13 Responses to “Stanza vs. Classics: Maybe I Can Save You $3”

  1. I agree with you on many points of the above, the only problem I have is that Stanza’s typography is significantly weaker than Classics. I enjoy reading Classics more because the margins are consistent top/bottom as well as left/right, and the leading is more cleanly defined. Sure, the buttons take up real estate, but the header does a good job of showing my status, and the footer number is a quant reminder of traditional reading.

    If Stanza gets the typographic power (and it’s preferences aren’t there yet) of Classics, it’ll be a killer – or if Classic opens up like Stanza (which I doubt).

  2. The animation of the page-flipping in Classics is not as great as everyone makes it out to be. In fact, to my eyes it pops and changes direction for a couple of frames halfway through the motion making it extremely distracting to the reading experience. It doesn’t look natural at all.

    Thanks for the Stanza reference, I’ve downloaded it and can already tell that it will become my reader of choice on the Iphone.

  3. Dean,

    I can understand the frustration with crashes. I’ve downloaded nearly 20 books in Stanza and not had that problem.

    Regarding formatting, the vast majority of “classics” do not have special use of whitespace or “uneven” bottom margins (except at the beginning or end of chapters), and to tell the truth I’m not sure if I like Classics doing that or not.

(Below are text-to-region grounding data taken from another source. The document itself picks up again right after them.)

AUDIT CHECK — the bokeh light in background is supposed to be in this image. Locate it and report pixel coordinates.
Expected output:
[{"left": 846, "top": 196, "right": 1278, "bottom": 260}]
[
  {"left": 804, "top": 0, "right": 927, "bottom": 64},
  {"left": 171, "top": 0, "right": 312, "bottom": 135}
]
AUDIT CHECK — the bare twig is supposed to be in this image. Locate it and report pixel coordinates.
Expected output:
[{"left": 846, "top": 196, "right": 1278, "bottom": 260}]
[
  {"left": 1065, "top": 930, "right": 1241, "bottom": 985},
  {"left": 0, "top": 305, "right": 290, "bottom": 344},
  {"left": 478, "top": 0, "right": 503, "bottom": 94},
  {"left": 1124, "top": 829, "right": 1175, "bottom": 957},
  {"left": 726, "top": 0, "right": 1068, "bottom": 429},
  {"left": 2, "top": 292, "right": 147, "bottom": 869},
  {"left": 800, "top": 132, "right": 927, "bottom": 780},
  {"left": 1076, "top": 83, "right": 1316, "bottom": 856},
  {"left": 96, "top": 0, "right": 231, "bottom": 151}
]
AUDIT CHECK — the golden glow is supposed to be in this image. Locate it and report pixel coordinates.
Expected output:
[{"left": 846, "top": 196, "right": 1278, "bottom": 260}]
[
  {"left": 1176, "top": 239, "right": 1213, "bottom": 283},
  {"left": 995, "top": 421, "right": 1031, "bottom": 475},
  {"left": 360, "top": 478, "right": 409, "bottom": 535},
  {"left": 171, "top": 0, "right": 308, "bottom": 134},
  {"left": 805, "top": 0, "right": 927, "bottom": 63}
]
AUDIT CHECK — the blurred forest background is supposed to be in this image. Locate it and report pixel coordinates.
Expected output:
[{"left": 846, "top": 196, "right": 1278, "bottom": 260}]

    It takes valuable screen space with the info bar and menu (not to mention the footer on every page), and then limits it further because the reader may not follow a new paragraph from one page to the next? No thanks.

    Having said that, Stanza does need to support italics and bold, and Classics may handle diagrams better (“The Hound of the Baskervilles”, used here because I had it for both programs, does not have any), but only time will tell.

  4. Stanza crashes every time I try to download a book from any repository. Not impressed. I’ve managed to transfer a book via the desktop app, but the formatting isn’t very good. That is where I think Classics is superior. Each book is formatted to look good on the iPhone, so you don’t end up with paragraphs that start on the last line with a break before it for example. Each book is treated with the respect it deserves.

  5. Stanza is almost perfect — some passages in some books are hard to read as it currently doesn’t support text styles like bold or italic. In my eyes, that is a glaring oversight… well, it would be, if it wasn’t intentional. I believe the developers are slowly seeing the light regarding this decision.

    All in all, it’s an application I would gladly pay for.

    Now, the last major stumbling block is the often outrageous situation of ebook pricing. is selling some newer ebooks for up to $25. Clearly, this needs to change.